Me he convertido en un experto en Boris Johnson, el Donald Trump educado en Oxford, sin la imposición de rendir tributo a la ciudad irreversible. Me entero de perfil de que la noticia hegemónica era una vulgar sentencia de un juez de lo contencioso, ni siquiera de Marchena. Se ha sacrificado el suceso a la religión, a la obligación de transmitirte que Madrid es Central en tu existencia. Cuando la descentralicen, empezaremos a hablar.

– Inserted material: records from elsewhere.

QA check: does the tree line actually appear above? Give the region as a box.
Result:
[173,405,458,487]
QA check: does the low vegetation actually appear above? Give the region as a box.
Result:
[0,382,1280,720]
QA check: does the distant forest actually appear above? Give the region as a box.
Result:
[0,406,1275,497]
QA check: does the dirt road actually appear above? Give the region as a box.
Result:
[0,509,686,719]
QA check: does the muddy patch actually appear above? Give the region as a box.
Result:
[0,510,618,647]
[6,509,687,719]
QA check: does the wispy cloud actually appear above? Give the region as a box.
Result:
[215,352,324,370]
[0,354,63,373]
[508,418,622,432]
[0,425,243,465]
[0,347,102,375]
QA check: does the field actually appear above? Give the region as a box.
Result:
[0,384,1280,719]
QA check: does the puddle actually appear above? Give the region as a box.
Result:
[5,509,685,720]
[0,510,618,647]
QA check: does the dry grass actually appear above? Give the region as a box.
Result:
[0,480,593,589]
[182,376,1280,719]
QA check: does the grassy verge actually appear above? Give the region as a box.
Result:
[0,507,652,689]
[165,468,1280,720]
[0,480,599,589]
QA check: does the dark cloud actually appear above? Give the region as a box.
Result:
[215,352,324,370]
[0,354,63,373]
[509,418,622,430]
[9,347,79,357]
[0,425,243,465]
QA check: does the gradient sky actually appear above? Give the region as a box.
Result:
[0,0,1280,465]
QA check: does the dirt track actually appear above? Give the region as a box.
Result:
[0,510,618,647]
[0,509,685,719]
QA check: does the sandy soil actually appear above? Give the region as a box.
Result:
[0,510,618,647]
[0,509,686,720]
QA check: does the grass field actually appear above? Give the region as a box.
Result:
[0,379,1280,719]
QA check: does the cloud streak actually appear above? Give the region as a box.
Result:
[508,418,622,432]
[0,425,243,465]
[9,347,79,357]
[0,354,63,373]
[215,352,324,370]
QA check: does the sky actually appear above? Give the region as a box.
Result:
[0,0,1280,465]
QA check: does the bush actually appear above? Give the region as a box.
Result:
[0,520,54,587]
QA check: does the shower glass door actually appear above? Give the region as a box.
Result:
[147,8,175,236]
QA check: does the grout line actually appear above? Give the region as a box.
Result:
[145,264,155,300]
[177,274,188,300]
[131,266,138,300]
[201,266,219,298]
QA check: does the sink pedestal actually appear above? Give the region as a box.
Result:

Madrid Central es la ciudad donde nunca ocurren acontecimientos de la importancia que se les brinda. En cada casa norcoreana hay una foto de los Kim, y ninguna vivienda española puede prescindir de una portada que le advierta de la imposibilidad de emanciparse del madrileñismo, la visión sesgada que atenaza al país entero. Los problemas gaseosos se solidifican en bronce escultórico si trascienden en la Corte. No se trata por tanto de purificar a Madrid Central de la contaminación venida de fuera, sino viceversa, alguien debería proteger a los salpicados por las emanaciones del centro del Universo, uno de los lugares más grandes que podemos imaginar.